FMCB Services, Bhd., has invested around $3 million in its Kampot province facility so far this year, with plans to export seaweed to US, where it can be packaged as food or used in cosmetics. Seaweed is also popular in European, Japanese, Chinese and Korean markets.
“We haven’t sold any shares so far,” Mei Ratha, FMCB’s Cambodian representative, told VOA Khmer. “Now we need to ask the [SCC] first, and we will decide to sell again only if we are allowed to do so.”
The company has 60 hectares of sea area, with a plan to increase to 10,000 hectares, which would demand raising capital between $30 million to $40 million. They had planned to sell shares for $300 per share, with promises of high returns: 30 percent the first year, 50 percent the second year and 75 percent the third year.
Mei Ratha said his company would cancel the sales if they are illegal.

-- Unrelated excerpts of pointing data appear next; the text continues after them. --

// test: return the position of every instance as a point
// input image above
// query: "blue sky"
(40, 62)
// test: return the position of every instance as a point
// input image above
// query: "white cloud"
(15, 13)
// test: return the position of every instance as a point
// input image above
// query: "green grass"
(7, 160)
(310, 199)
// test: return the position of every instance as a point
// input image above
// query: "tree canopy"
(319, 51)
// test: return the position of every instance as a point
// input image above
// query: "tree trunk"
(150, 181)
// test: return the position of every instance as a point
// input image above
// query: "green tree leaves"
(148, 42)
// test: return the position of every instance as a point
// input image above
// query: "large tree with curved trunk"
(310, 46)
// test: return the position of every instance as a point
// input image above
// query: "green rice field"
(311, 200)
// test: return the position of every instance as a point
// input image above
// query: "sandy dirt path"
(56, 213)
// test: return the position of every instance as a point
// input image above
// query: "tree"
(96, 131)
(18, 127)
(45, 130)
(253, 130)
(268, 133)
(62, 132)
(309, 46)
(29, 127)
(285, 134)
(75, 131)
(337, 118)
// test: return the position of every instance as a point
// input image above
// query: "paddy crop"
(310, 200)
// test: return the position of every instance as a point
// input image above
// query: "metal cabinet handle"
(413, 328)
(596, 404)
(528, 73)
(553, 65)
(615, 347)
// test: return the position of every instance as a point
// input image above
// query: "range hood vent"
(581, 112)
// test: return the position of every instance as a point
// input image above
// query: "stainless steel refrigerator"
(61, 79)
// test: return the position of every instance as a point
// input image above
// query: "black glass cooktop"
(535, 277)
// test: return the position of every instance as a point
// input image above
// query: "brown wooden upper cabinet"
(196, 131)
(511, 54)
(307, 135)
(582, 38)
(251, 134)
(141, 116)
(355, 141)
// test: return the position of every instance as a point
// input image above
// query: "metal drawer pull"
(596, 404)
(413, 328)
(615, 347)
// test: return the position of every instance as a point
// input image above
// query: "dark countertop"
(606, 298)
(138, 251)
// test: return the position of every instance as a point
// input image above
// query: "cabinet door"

“We need to wait and see,” he said. “If the government allows it and it is legal, we will sell. But if it is illegal, we won’t do it. We’ll forget about it and use our own money instead.”
Soon after FMCB announced the selling of shares, the securities commission, which is responsible for Cambodia’s nascent securities market, took measures to interrupt the process.
“We will invite them to clear out the issue,” said Minh Ban Kosal, secretary-general of the commission. “We will see if it is a desire or confusion.”
Public offerings are so far not legal in Cambodia, he said, and the company does not appear on the business listing of the Ministry of Commerce.
In order to sell shares, companies must be listed on the stock exchange, he said. The exchange is scheduled to open at the end of the year.